Artificial intelligence – who owns the invention

Written on 28 Jun 2018

Artificial intelligence (AI) is becoming more and more part of people's everyday lives. Conversational AI such as Amazon’s Alexa is already being used frequently in many households. AI is, however, not limited to computers that talk. Nowadays, AI is even capable of creating patentable inventions. This raises the question who is the inventor of respective inventions. The owner of the AI? The person using it? The designer or creator of the AI? Or even the AI itself? Perhaps the invention might not even be patentable after all due to the fact that there is no human behind it who meets the requirements of inventorship under current patent law?

AI and Inventorship

Although there is no explicit definition of inventorship in the European Patent Convention (EPC), the common understanding is that inventors need to be natural persons (cf. section 60 para 1 EPC). The inventor is the person who creates the invention. The invention derives from an intellectual act of creation by the inventor. Therefore, a person who simply follows instructions by someone else may not be regarded as a (co-)inventor. This applies to corporations as well. The concept of inventorship in European patent law is based on the idea that there must be an act of intellectual creation by a natural person.

The system used as an instrument to make an invention may be characterised as “intelligent” and it might even have the capacities of a human inventor. A nonhuman entity that contributed to the act of creation can, however, not be elected as an inventor under current European patent law. There cannot be an invention without a human inventor (see Moufang in Schulte, Patentgesetz mit EPÜ, 10th ed. 2017, § 6 PatG/Art. 60 EPÜ, no. 18).

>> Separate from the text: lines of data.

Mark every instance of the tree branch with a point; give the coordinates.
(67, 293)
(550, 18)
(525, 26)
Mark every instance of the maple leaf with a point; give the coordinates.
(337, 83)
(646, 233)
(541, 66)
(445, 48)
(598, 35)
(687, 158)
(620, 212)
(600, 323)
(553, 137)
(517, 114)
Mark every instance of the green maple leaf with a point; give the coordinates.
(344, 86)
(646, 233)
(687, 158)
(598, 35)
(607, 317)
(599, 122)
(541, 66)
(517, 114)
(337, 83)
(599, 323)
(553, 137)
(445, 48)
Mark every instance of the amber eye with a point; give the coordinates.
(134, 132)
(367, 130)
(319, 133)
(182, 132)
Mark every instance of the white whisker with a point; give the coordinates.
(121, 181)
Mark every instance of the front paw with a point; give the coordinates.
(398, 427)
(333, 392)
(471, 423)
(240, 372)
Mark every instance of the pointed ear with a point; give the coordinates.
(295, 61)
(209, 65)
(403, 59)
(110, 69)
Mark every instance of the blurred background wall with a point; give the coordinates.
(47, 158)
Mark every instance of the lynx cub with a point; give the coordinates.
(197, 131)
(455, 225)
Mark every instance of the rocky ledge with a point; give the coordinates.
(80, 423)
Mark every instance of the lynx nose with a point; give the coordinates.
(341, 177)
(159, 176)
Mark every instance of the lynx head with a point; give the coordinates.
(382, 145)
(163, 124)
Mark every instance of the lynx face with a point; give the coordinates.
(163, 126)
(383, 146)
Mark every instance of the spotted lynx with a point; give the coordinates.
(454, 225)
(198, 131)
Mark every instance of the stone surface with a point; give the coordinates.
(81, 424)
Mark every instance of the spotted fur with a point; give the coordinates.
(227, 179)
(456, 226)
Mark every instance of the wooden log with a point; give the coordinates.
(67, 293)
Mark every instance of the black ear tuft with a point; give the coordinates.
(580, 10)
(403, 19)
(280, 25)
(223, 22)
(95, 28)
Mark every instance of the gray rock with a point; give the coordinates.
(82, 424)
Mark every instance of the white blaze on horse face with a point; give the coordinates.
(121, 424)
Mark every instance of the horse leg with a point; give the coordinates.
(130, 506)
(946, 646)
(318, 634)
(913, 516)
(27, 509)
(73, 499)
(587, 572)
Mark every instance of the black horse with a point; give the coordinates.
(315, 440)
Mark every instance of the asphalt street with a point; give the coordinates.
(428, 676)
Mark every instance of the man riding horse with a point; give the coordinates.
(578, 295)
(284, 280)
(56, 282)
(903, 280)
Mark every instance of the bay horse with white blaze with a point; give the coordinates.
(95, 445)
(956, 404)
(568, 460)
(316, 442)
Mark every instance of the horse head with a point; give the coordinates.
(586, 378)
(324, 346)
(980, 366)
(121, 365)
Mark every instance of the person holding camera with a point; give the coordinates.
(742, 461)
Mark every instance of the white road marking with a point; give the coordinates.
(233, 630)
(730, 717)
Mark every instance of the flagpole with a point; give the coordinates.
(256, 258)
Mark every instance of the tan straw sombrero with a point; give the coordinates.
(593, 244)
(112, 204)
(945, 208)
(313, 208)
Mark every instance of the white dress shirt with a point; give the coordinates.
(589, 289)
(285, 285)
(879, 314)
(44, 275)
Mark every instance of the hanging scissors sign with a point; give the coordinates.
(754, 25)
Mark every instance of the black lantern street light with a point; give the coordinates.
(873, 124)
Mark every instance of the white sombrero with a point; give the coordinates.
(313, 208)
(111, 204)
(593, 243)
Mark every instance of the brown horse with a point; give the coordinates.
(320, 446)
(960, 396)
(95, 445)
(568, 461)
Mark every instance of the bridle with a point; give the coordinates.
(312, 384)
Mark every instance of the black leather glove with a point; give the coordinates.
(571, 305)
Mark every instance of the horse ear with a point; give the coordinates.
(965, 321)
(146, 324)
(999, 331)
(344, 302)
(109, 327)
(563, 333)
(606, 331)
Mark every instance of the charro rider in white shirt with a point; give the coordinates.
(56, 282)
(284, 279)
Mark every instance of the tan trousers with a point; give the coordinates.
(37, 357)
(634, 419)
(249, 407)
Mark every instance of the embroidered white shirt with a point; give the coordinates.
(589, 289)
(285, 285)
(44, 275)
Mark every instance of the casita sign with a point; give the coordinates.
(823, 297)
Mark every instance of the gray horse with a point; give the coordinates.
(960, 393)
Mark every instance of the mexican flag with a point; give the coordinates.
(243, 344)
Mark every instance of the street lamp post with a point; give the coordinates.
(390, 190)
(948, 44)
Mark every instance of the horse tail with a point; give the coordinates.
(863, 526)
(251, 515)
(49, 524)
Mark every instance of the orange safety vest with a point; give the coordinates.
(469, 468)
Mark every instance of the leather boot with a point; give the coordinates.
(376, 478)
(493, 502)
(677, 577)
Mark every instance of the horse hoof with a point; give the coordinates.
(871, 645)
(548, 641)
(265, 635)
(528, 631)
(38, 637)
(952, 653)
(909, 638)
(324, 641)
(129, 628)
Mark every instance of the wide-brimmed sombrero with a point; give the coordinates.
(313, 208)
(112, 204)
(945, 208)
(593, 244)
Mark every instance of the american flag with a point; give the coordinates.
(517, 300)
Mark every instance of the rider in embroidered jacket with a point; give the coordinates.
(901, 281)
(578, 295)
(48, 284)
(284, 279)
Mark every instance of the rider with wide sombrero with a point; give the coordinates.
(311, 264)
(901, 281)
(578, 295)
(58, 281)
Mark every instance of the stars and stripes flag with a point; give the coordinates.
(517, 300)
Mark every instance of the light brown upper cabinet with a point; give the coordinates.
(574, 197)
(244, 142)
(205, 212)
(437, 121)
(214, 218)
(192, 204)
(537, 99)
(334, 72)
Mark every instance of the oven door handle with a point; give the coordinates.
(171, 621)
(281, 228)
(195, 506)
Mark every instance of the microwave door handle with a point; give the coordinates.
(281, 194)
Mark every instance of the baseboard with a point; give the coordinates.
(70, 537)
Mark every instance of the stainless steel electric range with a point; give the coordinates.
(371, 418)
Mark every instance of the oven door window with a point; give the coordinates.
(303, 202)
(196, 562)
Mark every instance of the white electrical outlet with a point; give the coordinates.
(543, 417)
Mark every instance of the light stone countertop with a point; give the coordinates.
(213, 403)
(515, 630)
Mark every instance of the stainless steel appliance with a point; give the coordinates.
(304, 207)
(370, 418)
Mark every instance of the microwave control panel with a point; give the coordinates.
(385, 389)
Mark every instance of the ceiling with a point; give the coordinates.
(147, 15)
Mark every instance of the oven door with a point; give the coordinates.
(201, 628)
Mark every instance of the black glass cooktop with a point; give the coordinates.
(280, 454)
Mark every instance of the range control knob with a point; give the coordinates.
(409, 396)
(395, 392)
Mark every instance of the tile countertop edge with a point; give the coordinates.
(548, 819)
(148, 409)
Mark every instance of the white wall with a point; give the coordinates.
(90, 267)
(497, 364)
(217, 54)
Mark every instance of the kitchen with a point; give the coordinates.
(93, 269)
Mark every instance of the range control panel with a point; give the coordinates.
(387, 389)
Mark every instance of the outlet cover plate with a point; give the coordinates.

There are typically several natural persons involved in the creative process performed by an AI that may be considered as the actual inventor: users, designers or creators, perhaps even the owner of the AI computer programme.

There is no need to break with the common understanding of the concept of inventorship under European patent law and appoint the owner of the system to being the inventor of the solution which its AI system created. The overall purpose of patents is to promote the incentive to invent and disclose inventions. The mere owner of an AI system does not follow these incentives. So far, it is not the purpose of patent law to reward the owner of intelligent computer systems in the first place.

Computers have been used to help create new inventions for a long time. In fact, prior inventions have always been used to create new inventions, including computer implemented inventions. If a natural person identifies a problem and comes up with a solution assisted by an AI system, it will still be the natural person who is the inventor of the output delivered by the AI.

As long as there is at least a small extent of human involvement in the process of the invention, the invention will be assigned to the user of the AI system from a legal point of view.

Bringing it to a head, human involvement could even be limited to switching on the system and/or reading the results. It follows that the concept of inventorship becomes more and more disputable the smaller the human contribution gets. If human contribution only consists of activating the AI system and/or reading its results, one may argue that it will not fulfil its purpose anymore.

AI and patentability

Moreover, computers could even revolutionise the standard of patentability itself. Until now, an invention is defined as being a new and inventive solution over the existing prior art. The inventive step is denied if a hypothetical person having ordinary skill in the art and being familiar with all prior art, would have identified the solution as “obvious”, as a proper solution without performing any innovation.

Therefore, replacing the hypothetically informed "skilled person" by a "skilled computer" which is actually aware of all prior art could help to separate merely obvious machine and human creations from the truly innovative ones. On the other hand, it is likely that due to the increased “obvious” knowledge this process would significantly more often end up in the rejection of inventiveness for inventions that seem extraordinary today.

Conclusion

AI is becoming more and more important on the patent landscape. The fast evolution of artificial intelligence and related patent applications leads to specific challenges for patent practitioners and industries.  Problem solutions by AI are thereby both relevant in terms of patentability of computer implemented inventions and inventorship for inventions made with assistance of AI. In addition AI assisted examination could lead to stricter review of patent applications in general.